Tried and True Wellness Communication Strategies
We are always looking for the next best practice approach to help our organizations accomplish their wellness goals and corral health care costs; the silver bullet for good health and cost management. What can we do to help employees make a commitment to health improvement and actually stick with it!
But, like Dorothy in the Wizard of Oz, maybe you don’t have to look beyond your own backyard.
The tried and true principles of effective communication apply to wellness programs, as they do to all other types of communication. Here are some basic communication strategies to consider for your 2012 wellness communication plan:
Brand your wellness program: It’s tough to get anyone’s attention in our media-saturated culture.

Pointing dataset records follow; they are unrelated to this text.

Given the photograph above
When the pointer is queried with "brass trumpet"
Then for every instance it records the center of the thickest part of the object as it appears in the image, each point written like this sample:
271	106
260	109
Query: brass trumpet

Branding your wellness program—with a creative and fun theme, a logo, templates, user-friendly content organization—can snap your employees to attention and help you get your message across.
Involve employees: Get employees involved in the communication process. They can help with strategic planning, as well as provide valuable input on the actual communications. Use focus groups, create local wellness committees, ask for feedback, send surveys. Target your outreach so that you get representative input.
Use senior leaders as champions: It has been proven that strong and visible leadership involvement in wellness campaigns improves employee engagement and results.
Communicate year around: Changing a behavior is difficult, even when you’re on board and want to make a lifestyle improvement. Year-round, targeted messaging and promotion will keep healthy living top-of-mind. You need to repeat and reinforce what you say, in different ways, using a variety of media to bring about lasting behavior change.
Make it easy: Your efforts to make it quick and easy to sign up for wellness programs (e.g., desktop wellness invitation and booking of appointments/events/screenings, etc.) and access wellness information and resources will pay off. Create a desktop application where employees can view wellness events and sign up for meetings, health screenings and appointments.
Embed wellness in your culture: Employees should see and hear reminders of health and wellness everywhere they go at work. Create a smoke-free work environment, offer healthy food options in cafeterias and vending machines, review policies and work practices to create a safe environment, include wellness as a regular topic at management meetings, provide healthy food at company gatherings and meetings.
Use your creative power and tap your employees’ ingenuity to come up with ideas to get your employee’s attention and pave a yellow brick road to health and wellness.